A computer has two duplicate processors that are able to run in parallel. The table below shows the amount of time it takes each processor to execute each of the two processes. Neither process is dependent on the other.

Process	Execution Time on Either Processor
A	25 seconds
B	45 seconds

What is the difference in execution time between running the two processes in parallel in place of running them one after the other on a single processor?

A) 50 seconds
B) 25 seconds
C) 70 seconds
D) 22 seconds

A computer has two processors that can run in parallel. The table below indicates the amount of time it takes each processor to execute four different processes. None of the processes is dependent on any of the other processes.

Process	Execution Time on Either Processor
A	25 seconds
B	25 seconds
C	10 seconds
D	40 seconds

How should the program assign the four processes to optimize execution time?

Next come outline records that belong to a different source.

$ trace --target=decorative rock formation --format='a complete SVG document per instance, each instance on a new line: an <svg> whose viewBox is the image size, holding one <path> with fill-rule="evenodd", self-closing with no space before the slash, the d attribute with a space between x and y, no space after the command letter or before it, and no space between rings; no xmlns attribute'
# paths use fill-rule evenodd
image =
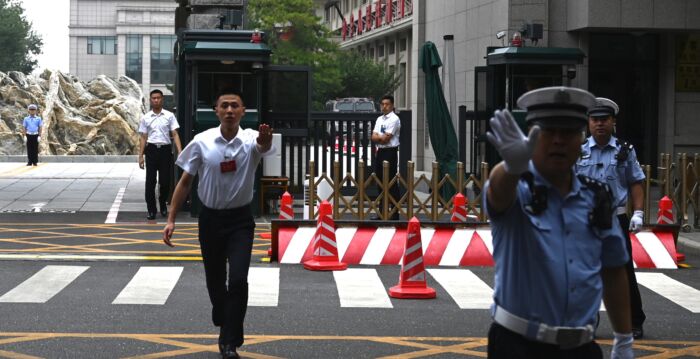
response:
<svg viewBox="0 0 700 359"><path fill-rule="evenodd" d="M139 85L128 77L98 76L88 83L61 72L39 76L0 72L0 155L26 153L21 129L27 106L44 120L39 154L133 155L146 112Z"/></svg>

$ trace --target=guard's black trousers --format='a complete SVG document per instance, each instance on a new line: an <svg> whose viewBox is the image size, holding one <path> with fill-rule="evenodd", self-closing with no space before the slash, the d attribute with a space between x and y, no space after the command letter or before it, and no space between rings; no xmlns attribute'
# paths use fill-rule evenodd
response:
<svg viewBox="0 0 700 359"><path fill-rule="evenodd" d="M221 344L243 345L243 320L248 307L248 269L254 232L255 220L249 205L225 210L202 206L199 244L213 306L212 321L215 326L221 327Z"/></svg>
<svg viewBox="0 0 700 359"><path fill-rule="evenodd" d="M171 145L160 147L149 143L146 145L146 207L149 213L158 212L156 208L156 174L160 184L160 209L165 209L165 202L170 195L170 172L173 162Z"/></svg>
<svg viewBox="0 0 700 359"><path fill-rule="evenodd" d="M627 246L627 253L630 255L630 260L625 263L625 270L627 271L627 283L629 284L632 326L635 328L641 328L642 324L644 324L644 320L647 319L647 316L644 314L644 310L642 309L642 296L639 294L637 276L634 274L634 263L632 263L632 241L630 240L629 231L627 230L630 226L630 220L627 218L626 214L617 216L617 219L620 222L622 231L625 232L625 245Z"/></svg>
<svg viewBox="0 0 700 359"><path fill-rule="evenodd" d="M489 329L488 357L491 359L603 359L603 351L595 341L578 348L563 350L558 345L529 340L497 323Z"/></svg>
<svg viewBox="0 0 700 359"><path fill-rule="evenodd" d="M35 165L39 162L39 135L27 134L27 164Z"/></svg>
<svg viewBox="0 0 700 359"><path fill-rule="evenodd" d="M384 161L389 162L389 178L387 178L387 180L391 181L396 176L396 167L399 163L399 148L377 148L376 163L374 164L374 173L377 174L379 181L382 181L384 179ZM399 200L398 184L393 185L391 186L391 188L389 188L389 194L394 198L395 201ZM391 202L389 202L389 210L391 210L392 207L393 206L391 205ZM380 212L382 208L383 205L381 205L379 208Z"/></svg>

A) Processes B and C should be assigned to one processor and A and D to the other processor.
B) Process B should be assigned to one processor and Process C to the other processor.
C) There is no way to optimize execution time; this will be very slow.
D) Processes A and B should be assigned to one processor and C and D to the other processor.

Write Answers Here

After you record your answers in this cell, take a screen shot of the cell and DM it to Nikki Hekmat on Slack. There will be a penalty of 10% off your grade for each day the assignment is late. The homework will be due Monday December 4th at 11:59 PM.

Popcorn Hack Answer

50 seconds - It is the core that takes the longest time.

MC Hacks Answers

Simply put A, B, C, or D next to each number to indicate the correct answers for the questions above.

C
A
B (70 - 45 seconds)
D (Processes will take 50 seconds each in this case)